The second item is a letter to the editor:
Reading the Aug. 18 story, “Charges against man in killing of dog upgraded,” it sickened me to know someone could do this to a dog or any pet of [sic] that matter. But it was done and that’s why I am writing this article. … I along with my wife would have been out there in front of Superior Court joining the protesters in their protests for this cause. … I would like to commend the judge who upgraded these charges of a misdemeanor to a felony … regarding the perpetrator. I am going to say very little as I feel you do not deserve to take up any space in my article, except to say you as a person are a disgrace to human society, you should be dealt with as if you murdered a person and be given life in prison without parole but I know that’s not going to happen. And yes, I own a dog.

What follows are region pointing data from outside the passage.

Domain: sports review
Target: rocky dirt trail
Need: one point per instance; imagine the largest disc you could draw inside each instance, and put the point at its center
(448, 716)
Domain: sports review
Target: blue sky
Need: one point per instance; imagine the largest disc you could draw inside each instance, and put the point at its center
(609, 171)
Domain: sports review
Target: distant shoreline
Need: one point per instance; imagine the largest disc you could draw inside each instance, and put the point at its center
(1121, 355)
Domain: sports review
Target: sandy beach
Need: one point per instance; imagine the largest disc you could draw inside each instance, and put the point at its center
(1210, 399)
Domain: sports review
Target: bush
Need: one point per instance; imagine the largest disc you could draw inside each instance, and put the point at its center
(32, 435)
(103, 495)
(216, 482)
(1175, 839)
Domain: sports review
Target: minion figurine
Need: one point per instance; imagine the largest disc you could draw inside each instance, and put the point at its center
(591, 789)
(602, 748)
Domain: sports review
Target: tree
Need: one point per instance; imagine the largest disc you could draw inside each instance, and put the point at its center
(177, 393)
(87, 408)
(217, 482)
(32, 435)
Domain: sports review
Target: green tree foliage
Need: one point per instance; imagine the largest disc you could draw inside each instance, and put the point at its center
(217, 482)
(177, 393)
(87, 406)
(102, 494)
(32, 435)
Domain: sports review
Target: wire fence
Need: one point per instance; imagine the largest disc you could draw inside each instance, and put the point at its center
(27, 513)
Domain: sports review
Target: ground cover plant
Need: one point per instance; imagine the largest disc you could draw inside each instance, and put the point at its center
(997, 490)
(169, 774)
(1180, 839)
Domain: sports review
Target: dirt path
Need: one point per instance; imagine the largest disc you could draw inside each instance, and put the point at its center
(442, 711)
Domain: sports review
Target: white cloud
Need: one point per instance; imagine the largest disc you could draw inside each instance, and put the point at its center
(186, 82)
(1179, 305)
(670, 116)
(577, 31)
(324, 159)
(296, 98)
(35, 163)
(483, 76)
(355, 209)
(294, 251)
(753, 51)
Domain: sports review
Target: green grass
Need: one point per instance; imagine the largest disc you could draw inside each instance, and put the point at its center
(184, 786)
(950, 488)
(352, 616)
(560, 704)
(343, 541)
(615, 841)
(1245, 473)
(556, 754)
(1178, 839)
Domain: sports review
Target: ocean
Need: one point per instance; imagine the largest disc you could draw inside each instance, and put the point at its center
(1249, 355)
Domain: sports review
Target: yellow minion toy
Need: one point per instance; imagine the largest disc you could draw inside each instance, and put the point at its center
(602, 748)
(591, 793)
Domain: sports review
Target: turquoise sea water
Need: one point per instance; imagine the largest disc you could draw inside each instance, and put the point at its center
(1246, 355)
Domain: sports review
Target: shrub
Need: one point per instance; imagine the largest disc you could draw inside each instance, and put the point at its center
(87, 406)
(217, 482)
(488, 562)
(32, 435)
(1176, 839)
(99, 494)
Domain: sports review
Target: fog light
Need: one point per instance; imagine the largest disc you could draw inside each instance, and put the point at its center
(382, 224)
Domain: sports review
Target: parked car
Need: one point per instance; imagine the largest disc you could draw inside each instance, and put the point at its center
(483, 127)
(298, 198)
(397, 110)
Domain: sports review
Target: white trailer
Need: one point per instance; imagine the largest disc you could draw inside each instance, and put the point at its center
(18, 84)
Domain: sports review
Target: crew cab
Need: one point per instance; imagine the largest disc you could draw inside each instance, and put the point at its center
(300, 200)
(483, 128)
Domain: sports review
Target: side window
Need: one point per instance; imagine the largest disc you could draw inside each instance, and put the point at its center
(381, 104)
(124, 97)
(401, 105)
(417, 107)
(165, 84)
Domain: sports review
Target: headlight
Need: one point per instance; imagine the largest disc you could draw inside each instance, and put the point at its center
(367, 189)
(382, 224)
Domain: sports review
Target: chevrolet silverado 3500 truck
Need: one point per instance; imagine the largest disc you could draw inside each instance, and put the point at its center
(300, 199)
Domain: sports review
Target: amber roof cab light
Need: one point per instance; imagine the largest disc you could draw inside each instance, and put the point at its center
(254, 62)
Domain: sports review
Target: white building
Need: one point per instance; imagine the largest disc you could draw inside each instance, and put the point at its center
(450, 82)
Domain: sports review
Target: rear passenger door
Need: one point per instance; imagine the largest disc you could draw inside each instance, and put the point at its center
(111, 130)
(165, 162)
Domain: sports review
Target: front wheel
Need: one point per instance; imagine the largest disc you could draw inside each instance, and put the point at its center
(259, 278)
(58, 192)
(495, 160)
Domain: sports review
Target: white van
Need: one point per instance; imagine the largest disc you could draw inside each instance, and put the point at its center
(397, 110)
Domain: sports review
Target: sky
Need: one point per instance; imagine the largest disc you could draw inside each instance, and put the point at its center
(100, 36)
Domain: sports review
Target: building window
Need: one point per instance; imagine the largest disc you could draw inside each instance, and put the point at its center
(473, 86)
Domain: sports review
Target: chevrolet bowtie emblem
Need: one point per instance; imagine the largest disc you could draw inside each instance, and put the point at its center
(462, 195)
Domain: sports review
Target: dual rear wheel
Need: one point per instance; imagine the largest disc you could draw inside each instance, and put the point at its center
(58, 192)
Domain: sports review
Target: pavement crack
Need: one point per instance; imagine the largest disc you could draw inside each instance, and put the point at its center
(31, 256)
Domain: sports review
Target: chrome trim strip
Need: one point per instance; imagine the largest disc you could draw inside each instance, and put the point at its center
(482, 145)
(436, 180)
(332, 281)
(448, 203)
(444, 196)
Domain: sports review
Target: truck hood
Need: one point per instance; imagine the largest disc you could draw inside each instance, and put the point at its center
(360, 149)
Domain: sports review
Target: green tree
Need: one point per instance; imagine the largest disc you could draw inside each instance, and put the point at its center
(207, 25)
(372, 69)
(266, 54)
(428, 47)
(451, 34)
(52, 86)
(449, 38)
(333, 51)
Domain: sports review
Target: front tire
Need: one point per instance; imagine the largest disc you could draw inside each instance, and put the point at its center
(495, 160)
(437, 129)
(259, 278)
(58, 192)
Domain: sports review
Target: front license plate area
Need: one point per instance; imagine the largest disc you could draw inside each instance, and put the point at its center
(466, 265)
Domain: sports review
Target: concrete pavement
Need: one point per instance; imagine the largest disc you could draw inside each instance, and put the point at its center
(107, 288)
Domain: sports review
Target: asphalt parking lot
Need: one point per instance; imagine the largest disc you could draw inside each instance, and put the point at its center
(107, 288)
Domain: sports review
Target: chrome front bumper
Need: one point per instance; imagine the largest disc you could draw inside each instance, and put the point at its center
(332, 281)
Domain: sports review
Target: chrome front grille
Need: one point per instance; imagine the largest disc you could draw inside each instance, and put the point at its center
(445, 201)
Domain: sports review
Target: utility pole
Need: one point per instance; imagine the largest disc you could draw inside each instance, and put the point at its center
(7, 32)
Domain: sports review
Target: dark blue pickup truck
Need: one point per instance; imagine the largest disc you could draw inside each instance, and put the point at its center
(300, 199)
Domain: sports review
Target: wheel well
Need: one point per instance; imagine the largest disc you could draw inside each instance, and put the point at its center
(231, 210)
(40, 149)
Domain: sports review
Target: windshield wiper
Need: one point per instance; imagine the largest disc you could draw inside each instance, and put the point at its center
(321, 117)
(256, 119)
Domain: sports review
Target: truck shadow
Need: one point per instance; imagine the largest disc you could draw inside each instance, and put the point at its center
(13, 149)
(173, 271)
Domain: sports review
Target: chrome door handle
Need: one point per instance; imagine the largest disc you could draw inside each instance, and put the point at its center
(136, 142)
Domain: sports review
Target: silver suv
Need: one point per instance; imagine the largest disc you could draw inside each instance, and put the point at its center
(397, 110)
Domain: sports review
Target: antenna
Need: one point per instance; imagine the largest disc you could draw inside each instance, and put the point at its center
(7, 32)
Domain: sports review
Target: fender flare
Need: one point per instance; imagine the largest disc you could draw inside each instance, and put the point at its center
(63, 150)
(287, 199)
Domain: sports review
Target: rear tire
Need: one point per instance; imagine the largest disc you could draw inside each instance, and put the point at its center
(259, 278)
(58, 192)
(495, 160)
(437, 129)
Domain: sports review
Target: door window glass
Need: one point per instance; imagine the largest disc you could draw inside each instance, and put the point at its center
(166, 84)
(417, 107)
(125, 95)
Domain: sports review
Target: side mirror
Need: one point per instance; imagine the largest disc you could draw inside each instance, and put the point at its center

Now this is a cause I am certainly sympathetic to, but the over-the-top condemnation of the presumed perpetrator goes beyond what I could support. As with Erdogan, the writer of this letter has clearly upgraded his strong dislike of something – in this case, cruelty to “any pet” -- into a moral judgment. But an additional feature of the moralism in evidence, I surmise from the phrase “or any pet” and otherwise speculate on statistical grounds and not this particular case, about which I don’t know the actual details, is that the letter writer has a double standard.
Thus, I can readily imagine (extrapolating from experiences I have had) that if someone were to ask the letter writer if he was a vegetarian, he would erupt in anger. “What does that have to do with anything?!”
“Well, you seem to be outraged by cruelty to animals, and there is no worse cruelty to animals than what happens in animal agriculture, and we have no need to eat other animals, or even animal products, in order to have a tasty and healthy diet. So I was just wondering if, given your extreme animus toward one kind of animal cruelty, you have the same toward other kinds as well.”
At which point I would expect to hear a torrent of absurd arguments. “Of course I eat animals! There’s nothing wrong with that! Everybody does it. We need to to live, and to stay healthy and strong. Humans have always eaten animals. Other animals do it. We are at the top of the food chain. It says right in the Bible that God condones it. The animals we eat wouldn’t even be alive if we didn’t eat them.” Et cetera et cetera et cetera.
But in fact what is going on here, I submit, is that because the person is a moralist, he will spare no invective to condemn things he doesn’t like, but when the moral spotlight is turned on him, spare no fallacy of reasoning to exonerate himself, precisely because moral condemnation is the most stinging form of rebuke there is. The double-edged sword of morality is painful to others and painful to oneself, and so it makes us attack others but defend ourselves with equal vehemence.
It’s all very silly, really … but highly baneful. If instead we conceptualized our differences as having to do simply with opposed desires, our conflicts would be less intense and more amenable to benign resolution … not to mention, more in line with reality … or so it seems to me.